The Sweetness of Rust Series: Sherry Apocalypse: Schoolgirl Pack 1 P Mature Content Warning: Mature themes, psychological tension, survival horror.
Sherry pressed the blade against his carotid. The metal was warm from her pocket. “No, you don’t,” she said softly. “People with kids don’t come to The Hollow. They stay in the settlements and eat rats like the rest of us.”
She was seventeen, though the mirror in the ruined department store told her she looked forty. Her uniform was no longer a symbol of youth, but a tool. The pleated skirt, hemmed with fishing line and razor blades, allowed her to run. The white blouse, stained rust-brown and charcoal, was stuffed with Kevlar scraps from a shattered police drone. The red bow at her collar? That was for her. A last piece of the girl she’d been before the Siren went off.
The dog sensed Yuki a half-second too late. A silenced .22 round entered its ear. It dropped without a whimper. The shotgunner never even raised his barrel. Sherry Apocalypse Schoolgirl Pack 1 P Mature
“Mei, the left one has a gas mask. Take his air. Yuki, the dog first—then the man with the shotgun. I’ll take the leader.”
They ate in silence. Yuki leaned her head on Sherry’s shoulder. Mei hummed a pop song from before the Fall—something about a boy, a summer, a car. Sherry couldn't remember the words.

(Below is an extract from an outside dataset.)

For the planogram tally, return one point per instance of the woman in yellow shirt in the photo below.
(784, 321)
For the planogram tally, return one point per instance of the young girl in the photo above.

Inside the Vault of St. Agnes, the cryo-pod was dead. A frozen woman’s face stared through the frosted glass—peaceful, beautiful, utterly useless. The cure was a fairy tale. The Sweetness of Rust Series: Sherry Apocalypse: Schoolgirl
Because that’s what mature survivors do. They stop running from the dark. They learn to wear it.
Yuki, the sniper, who saw the world in bullet-drop comps and windage. Mei, the chemist, whose gentle hands could turn bleach and antifreeze into a room-clearing gas. And Sherry. The leader. The one who remembered.
They called her pack “The Schoolgirls.” It was a joke the raiders made—until they didn’t. There were five of them originally. Now, in Pack 1 P (Mature designation—meaning they had survived longer than any other juvenile unit in the sector), there were three. “No, you don’t,” she said softly
And somewhere deep in The Hollow, the Siren began to wail again. But for once, Sherry didn’t run. She just listened. Then she walked toward the sound.
She didn't kill him. That was the mature part. Instead, she sliced his belt, his bootlaces, and the tendons behind his knees. He’d live. He’d crawl. He’d tell others: The Schoolgirls are real. Don’t hunt near the cathedral.